I need to run a query, that select two columns from a big table (3m+ rows, with selecting two columns, the result set is around 6-7m) and returns a list. So I used union to merge the columns into a list and also to eliminate duplicates. The problem is that I cant return the result in one query, I need to partition it, so I applied a LIMIT ?,? to the subqueries, which the application layer sets via Prepared Statements.

SELECT val
FROM 
(
    (SELECT fs.smr as val
    FROM `fr_search` as fs
    ORDER BY val LIMIT ?,?)

    UNION

    (SELECT fs.dmr as val
    FROM `fr_search` as fs
    ORDER BY val LIMIT ?,?)
) as vals
GROUP BY val

The problem: The union eliminates the duplicates, but only after the LIMIT is applied.
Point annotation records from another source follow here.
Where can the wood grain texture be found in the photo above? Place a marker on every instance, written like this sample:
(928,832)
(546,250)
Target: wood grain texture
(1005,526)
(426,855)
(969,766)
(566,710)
Meaning If the two query returns 100+100=200 rows and most of them is a duplicate, I only return <200 rows. How can I apply a limit to such a query, that I can return a specific amount of rows? (If I apply the LIMIT after the subqueries, It will take more than two minutes to run, so It will not solve the problem. )

Solution

You don't actually need a subquery for this. The following will work for the first 100 rows:

 (SELECT DISTINCT fs.smr as val
  FROM `fr_search` as fs
  ORDER BY val
  LIMIT 100
 )
 UNION
 (SELECT DISTINCT fs.dmr as val
  FROM `fr_search` as fs
  ORDER BY val
  LIMIT 100
 )
 ORDER BY val
 LIMIT 100;

However, once you start putting in offset, it gets more complicated. For the next 100 rows:

 (SELECT DISTINCT fs.smr as val
  FROM `fr_search` as fs
  ORDER BY val
  LIMIT 200
 )
 UNION
 (SELECT DISTINCT fs.dmr as val
  FROM `fr_search` as fs
  ORDER BY val
  LIMIT 200
 )
 ORDER BY val
 LIMIT 100, 100;

The problem is that you don't know where the second set will come from.

If you actually need to page through the result set, I would suggest that you store it in a temporary table and page off of the temporary table.